Nonetheless, Baxtrom does seem to be a chef in a transition section. At some factors, his candor is stunning — similar to when he says “I don’t assume I’m doing my profession the way in which I need to be doing my profession proper now” — however that’s in step with the unconventional honesty he’s invested in as of late, waking up on the opposite facet of his second try at getting life proper. He spent years working to get to a degree, checking off all of the containers, attempting to do the whole lot completely, solely to appreciate what number of particulars he’d been ignoring.
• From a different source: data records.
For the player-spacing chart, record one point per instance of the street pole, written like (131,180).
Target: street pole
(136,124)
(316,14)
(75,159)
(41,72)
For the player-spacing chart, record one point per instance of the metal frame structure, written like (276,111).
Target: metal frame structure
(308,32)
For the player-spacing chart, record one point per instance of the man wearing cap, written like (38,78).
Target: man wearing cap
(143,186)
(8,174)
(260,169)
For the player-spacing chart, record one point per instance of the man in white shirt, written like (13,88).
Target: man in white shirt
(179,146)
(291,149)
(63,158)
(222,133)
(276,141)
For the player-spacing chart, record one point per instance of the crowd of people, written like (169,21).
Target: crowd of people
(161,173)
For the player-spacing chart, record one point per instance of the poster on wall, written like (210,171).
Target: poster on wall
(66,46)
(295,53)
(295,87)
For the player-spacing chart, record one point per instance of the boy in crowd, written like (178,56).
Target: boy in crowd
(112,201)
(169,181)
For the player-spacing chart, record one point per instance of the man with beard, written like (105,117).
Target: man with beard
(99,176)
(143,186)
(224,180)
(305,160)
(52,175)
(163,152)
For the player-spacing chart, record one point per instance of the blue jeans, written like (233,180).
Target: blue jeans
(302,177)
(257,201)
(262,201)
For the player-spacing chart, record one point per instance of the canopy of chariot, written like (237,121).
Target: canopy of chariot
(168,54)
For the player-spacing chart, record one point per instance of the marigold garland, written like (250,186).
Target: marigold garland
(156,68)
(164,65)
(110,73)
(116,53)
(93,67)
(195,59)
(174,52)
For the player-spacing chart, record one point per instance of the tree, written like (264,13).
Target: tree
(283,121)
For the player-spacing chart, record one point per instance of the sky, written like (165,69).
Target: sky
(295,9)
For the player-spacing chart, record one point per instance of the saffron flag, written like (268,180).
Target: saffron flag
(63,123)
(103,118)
Now that he’s had success as a chef and restauranteur, and, extra essential, with the readability of sobriety, he’s desirous about how one can recreate one thing like Olmsted. “I’ll open up one other restaurant that’s a little bit bit extra in that vein sooner or later, whether or not that’s right here or in Chicago. It’s nonetheless type of …” he pauses for a second. I feel it’s to compose himself once more, however he as an alternative flashes a slight smile. “I’m attempting to determine that out.”